ORLANDO, Fla. -- Cordiality is not necessarily a prerequisite for successful negotiations. But in the case of the Yankees and their iconic free-agent shortstop Derek Jeter, it is crucial that talks remain friendly.
"This is a business negotiation," managing general partner Hal Steinbrenner said Thursday on his way out of the General Managers Meetings at the Waldorf-Astoria. "Nobody wants to make it personal, because it's not personal. Both sides have a lot of respect for each other. My family's got a lot of respect for Derek, and I believe it's a mutual thing. It's been a good history."
And to date, Steinbrenner said, negotiations have indeed remained cordial.
"I'm happy with the tenor of things. I think there's mutual respect on both sides and there's a lot of history there."
Steinbrenner would not hint at a timetable for the negotiations, despite the fact that multiple news outlets reported Thursday that the Yankees plan to make Jeter a three-year offer -- perhaps in the $45 million range, perhaps as soon as this week. All Steinbrenner would divulge is his hope that the Yankees ink Jeter to a new contract sooner rather than later.
"Look, we're talking," Steinbrenner said. "That's the important thing. We're airing each other out, and we're just going to continue doing that. We're working hard to get a deal done."
Jeter, who set career lows last year with a .270 average and a .340 on-base percentage, and who matched his career low with 10 home runs, will turn 37 next summer. Statistically, he is coming off the worst offensive season of his big league career. And though he won an American League Gold Glove Award at shortstop earlier this month, significant concerns also exist regarding his range and future at the position.
But Jeter nonetheless remains one of the most significant and beloved players in franchise history, as much an asset to the marketing department as to baseball operations. The vast majority of the team's fan base wants him back, a fact not lost on the club's front office.
"It's important what our fans think," Steinbrenner said. "But this is a private company, and we're going to keep negotiations a private thing."
Steinbrenner also noted that the status of closer Mariano Rivera is "the same deal," noting that those talks have not advanced particularly far.

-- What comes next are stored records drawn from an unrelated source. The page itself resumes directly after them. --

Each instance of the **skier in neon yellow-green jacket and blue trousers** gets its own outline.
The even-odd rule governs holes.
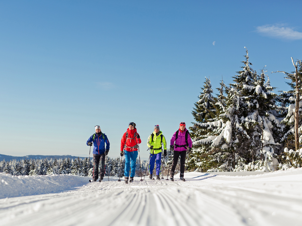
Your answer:
[[[148,137],[147,145],[150,148],[150,163],[148,167],[149,178],[153,179],[152,173],[156,162],[156,179],[160,180],[160,174],[162,172],[162,144],[164,145],[164,157],[167,156],[167,142],[159,131],[159,125],[154,126],[154,131]]]

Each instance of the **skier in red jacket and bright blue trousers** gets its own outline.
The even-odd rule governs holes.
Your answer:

"These are two great Yankees, we realize that," he said of Rivera and Jeter. "It makes it a bit different, but like I said two days ago, the process is still the same."
It's a process that could also grow lengthy. Even the New York Post, which suggested a contract offer could come as soon as this week, indicated that any offer may simply be the first in a potentially drawn-out process.
"Would I like to be relaxing Christmas Eve? Yes, I'd like to be relaxing Christmas Eve," Steinbrenner said. "But look, it will take as long as it takes. The important thing is we don't make it personal, because we have a lot of respect for each other, and we keep talking. That's the deal -- we've got to keep talking. And we will."